In ihrer letzten Kolumne für unser Magazin «Rundgang» beschreibt Marah Rikli, wie emphatisch ihre Tochter mit anderen Menschen in Verbindung tritt. Dem neunjährigen Kind mit Behinderung reichen dafür drei Wörter.

Ronja* ist ein Beziehungsmensch. Sie will mit anderen in Kontakt treten und Menschen kennen lernen, die ihr sympathisch sind. Dafür lässt sie sich auch auf Unbekannte ein, die ihr zum Beispiel im Zug begegnen. Sie zeigt ihr Interesse, indem sie den Schmuck begutachtet, den diese Menschen tragen, in ihre Haare fassen möchte, ihre Tattoos und Piercings bewundert oder ihre Einkäufe untersucht.

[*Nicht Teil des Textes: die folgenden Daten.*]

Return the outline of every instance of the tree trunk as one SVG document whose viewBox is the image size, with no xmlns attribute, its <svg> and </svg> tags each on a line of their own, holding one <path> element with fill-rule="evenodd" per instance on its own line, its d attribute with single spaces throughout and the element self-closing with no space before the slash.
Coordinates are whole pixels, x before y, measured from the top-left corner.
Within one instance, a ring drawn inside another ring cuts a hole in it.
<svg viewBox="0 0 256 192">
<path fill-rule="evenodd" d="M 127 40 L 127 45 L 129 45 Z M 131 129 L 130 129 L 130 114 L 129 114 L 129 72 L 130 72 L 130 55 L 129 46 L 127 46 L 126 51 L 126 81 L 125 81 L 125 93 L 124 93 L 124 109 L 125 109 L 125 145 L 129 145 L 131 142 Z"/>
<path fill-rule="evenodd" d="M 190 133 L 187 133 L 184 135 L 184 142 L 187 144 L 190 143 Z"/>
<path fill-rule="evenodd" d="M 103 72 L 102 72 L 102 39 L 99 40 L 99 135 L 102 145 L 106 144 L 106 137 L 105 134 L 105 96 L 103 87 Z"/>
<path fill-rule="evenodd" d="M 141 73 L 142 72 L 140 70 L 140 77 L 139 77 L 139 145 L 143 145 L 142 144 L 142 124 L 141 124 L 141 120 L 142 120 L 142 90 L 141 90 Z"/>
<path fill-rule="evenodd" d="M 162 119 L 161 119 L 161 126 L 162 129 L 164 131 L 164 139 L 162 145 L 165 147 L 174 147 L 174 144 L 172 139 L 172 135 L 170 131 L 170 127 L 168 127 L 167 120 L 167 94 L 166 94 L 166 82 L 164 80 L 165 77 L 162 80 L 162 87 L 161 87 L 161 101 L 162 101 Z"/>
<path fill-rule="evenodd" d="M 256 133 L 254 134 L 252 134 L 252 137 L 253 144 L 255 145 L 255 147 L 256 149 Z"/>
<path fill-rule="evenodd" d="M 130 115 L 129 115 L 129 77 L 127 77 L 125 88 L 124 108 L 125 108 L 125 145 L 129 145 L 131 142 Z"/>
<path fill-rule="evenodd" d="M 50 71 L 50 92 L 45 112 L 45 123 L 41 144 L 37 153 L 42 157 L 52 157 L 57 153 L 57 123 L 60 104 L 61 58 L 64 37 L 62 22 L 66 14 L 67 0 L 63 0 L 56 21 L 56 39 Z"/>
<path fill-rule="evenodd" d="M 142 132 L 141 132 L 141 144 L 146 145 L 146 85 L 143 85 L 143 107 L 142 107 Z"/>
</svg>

Um Menschen ihre Geschichten zu entlocken, hat Ronja eine Strategie entwickelt, die mich immer wieder überrascht. Als Erstes fragt sie: «Mami? Papi?» Damit meint sie, ob er oder sie eine Mami oder ein Papi ist. Darauf folgt «Wo?». Also, wo die Eltern der befragten Person sind. Ich übersetze das jedes Mal, weil Ronja sonst nicht locker lässt. Praktisch alle reagieren positiv darauf.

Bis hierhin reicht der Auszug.